An dieser Stelle habe ich schon einmal darauf hingewiesen, dass es seit einigen Jahren ein Spannungsverhältnis zwischen den Begriffen ‚Philologie‘ und ‚Kulturwissenschaft‘ gibt. Für einige schließen sich ‚Philologie‘ und ‚Kulturwissenschaft‘ aus, für andere sind es unterschiedliche Verfahren, die durchaus miteinander kombiniert werden können, und für wieder andere sind ‚Philologie‘ und ‚Kulturwissenschaft‘ letztlich dasselbe – nur dass erstere etwas antiquierter klingt als letztere.
Angesichts dieser unterschiedlichen, sich vielfach widersprechenden Bedeutungen verwundert es auch nicht, dass viele Literaturwissenschaftler den Begriff ‚Philologie‘ derzeit als Kampfbegriff zu besetzen versuchen bzw. das ‚Philologe-Sein‘ anderen Kollegen absprechen, um sich selbst indirekt zu profilieren. Doch wer so verfährt, tut meist so, als sei hinlänglich klar, was einen Philologen ausmache. Wie wenig das heute, aber auch in den letzten 200 Jahren der Fall war, versuchen Uwe Wirth und ich nun in einer Anthologie zu dokumentieren.
Ob es uns gelungen ist, das sollen freilich andere entscheiden. Es wäre sehr nett, wenn Leser ihre Meinungen zu der Anthologie hier als Kommentar posten würden.
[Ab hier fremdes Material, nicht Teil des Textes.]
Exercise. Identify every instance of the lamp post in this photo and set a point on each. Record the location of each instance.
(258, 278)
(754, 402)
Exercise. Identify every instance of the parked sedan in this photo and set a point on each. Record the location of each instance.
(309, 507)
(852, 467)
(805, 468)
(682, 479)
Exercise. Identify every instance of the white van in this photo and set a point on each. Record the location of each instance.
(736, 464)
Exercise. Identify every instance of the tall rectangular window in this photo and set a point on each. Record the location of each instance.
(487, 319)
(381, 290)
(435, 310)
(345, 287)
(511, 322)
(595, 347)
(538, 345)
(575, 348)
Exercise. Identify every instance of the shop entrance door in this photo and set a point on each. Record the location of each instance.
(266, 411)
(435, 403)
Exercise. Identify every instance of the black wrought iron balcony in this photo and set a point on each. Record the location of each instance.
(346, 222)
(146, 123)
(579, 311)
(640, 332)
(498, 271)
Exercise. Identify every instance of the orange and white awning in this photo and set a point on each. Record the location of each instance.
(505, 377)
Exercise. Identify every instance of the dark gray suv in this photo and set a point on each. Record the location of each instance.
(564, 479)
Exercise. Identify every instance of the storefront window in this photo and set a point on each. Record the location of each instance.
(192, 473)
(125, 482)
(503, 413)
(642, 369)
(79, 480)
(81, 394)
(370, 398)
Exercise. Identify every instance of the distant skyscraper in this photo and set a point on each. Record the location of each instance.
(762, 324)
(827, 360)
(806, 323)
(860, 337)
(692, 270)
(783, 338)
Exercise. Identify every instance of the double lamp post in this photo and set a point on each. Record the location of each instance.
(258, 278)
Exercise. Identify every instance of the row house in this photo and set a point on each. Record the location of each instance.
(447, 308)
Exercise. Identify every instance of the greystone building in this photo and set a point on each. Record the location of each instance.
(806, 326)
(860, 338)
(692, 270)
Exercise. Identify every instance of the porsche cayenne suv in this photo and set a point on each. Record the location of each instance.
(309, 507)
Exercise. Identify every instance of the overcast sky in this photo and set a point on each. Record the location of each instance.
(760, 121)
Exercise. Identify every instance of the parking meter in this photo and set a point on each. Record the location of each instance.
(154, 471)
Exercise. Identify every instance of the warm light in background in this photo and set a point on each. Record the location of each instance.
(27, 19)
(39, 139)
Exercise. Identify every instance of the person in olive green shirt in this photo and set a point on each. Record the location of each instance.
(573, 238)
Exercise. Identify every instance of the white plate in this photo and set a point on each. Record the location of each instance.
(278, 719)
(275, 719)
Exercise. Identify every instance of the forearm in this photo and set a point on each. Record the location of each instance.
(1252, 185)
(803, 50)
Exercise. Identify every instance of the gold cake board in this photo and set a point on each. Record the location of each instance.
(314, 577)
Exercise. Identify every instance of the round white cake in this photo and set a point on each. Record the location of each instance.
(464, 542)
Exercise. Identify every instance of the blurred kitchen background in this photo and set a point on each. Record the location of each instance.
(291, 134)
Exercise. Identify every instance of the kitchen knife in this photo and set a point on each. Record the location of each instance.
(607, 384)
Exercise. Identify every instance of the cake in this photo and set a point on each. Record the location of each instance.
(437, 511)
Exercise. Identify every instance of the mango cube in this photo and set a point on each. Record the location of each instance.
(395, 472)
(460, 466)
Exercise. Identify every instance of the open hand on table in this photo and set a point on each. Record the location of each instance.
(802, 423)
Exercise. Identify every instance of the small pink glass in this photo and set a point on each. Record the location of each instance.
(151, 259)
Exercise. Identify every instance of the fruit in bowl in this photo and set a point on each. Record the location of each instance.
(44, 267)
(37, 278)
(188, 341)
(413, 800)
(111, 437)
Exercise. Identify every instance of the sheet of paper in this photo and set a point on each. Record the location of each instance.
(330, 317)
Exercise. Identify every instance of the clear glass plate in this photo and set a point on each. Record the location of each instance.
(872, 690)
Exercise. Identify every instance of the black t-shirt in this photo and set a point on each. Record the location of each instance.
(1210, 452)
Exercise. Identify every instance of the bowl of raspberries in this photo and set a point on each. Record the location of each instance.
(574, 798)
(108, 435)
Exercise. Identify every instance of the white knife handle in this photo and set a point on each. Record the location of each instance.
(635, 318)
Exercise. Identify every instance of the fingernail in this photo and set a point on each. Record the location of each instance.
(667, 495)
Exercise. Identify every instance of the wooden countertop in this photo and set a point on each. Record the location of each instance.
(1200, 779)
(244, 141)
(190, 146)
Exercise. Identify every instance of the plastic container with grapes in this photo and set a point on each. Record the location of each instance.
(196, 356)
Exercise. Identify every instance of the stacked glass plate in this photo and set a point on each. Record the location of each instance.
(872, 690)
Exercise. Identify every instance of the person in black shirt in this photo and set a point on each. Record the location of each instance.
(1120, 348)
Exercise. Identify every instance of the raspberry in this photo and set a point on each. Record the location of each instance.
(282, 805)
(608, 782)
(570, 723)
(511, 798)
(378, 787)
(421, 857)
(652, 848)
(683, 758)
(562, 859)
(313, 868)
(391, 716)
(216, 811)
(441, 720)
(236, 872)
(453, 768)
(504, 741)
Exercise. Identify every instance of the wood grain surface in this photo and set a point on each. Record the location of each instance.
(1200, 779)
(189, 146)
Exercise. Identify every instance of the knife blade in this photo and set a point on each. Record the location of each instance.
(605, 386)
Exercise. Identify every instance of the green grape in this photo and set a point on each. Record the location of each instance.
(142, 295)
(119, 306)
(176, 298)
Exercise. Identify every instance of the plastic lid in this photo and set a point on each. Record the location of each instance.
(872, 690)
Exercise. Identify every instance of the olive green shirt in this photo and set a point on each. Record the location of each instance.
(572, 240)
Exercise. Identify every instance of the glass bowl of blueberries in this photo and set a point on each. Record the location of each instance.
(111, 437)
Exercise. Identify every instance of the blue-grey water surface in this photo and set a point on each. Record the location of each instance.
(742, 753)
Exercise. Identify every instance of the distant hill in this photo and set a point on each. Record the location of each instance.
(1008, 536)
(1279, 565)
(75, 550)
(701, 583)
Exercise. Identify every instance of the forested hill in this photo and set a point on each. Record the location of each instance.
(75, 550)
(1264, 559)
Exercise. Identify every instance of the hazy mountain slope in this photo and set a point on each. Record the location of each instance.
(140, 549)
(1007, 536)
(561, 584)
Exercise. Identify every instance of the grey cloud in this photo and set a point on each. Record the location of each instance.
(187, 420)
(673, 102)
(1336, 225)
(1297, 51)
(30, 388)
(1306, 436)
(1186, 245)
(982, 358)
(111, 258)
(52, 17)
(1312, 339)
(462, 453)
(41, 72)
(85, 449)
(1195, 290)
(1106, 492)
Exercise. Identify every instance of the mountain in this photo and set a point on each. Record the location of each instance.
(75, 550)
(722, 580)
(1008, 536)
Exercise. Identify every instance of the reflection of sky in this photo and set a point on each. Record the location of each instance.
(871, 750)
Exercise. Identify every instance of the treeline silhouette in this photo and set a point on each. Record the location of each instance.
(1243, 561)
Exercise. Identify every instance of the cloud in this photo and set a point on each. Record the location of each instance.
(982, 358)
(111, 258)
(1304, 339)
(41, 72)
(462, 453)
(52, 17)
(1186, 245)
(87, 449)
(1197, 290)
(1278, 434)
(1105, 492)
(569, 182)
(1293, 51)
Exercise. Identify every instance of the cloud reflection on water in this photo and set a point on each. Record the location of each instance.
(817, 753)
Ich würde – ohne ein wirklicher Kenner der Debatte zu sein – die Philologie für eine bestimmte Art der wissenschaftlichen Praxis halten, die ich wiederum einigen Vertretern der Kulturwissenschaft als (Inter-)Disziplin nicht immer zugestehen möchte. Philologisch als eine Minimaldefintion ist für mich so etwas wie „Quellentreue“. Wem das zu altmodisch anmutet, mag auch „close reading“ sagen. Damit verbinde ich keine bloße „Textgläubigkeit“ (an das, was „da steht“). Eine philologische Kulturwissenschaft sollte sich aber stark am Material bewegen und ihre Interpretationen transparent und nachvollziehbar machen, sie mit Lektüre „sättigen“. Das ist m.E. nicht immer der Fall, vor allem dann, wenn irgendwelche Begriffe aufgerufen werden und dahinter eine Klammer steht (Herr XYZ 2003). Als ob damit irgend etwas getan wäre, außer eine Duftmarke zu hinterlassen oder einen Kollegen zu grüßen. Eine philologische Kulturwissenschaft sollte in ihrer interdisziplinäre Arbeit einfach kritischer mit ihren Referenzen umgehen. Das ist zwar nur ein Minimalverständnis von „philologischer Kulturwissenschaft“, aber es ist eben auch nicht selbstverständlich…
Danke für den Lektürehinweis! Ich werde mir das Buch gern ansehen und bei Gelegenheit hier vielleicht auch noch einen Kommentar dazu abgeben.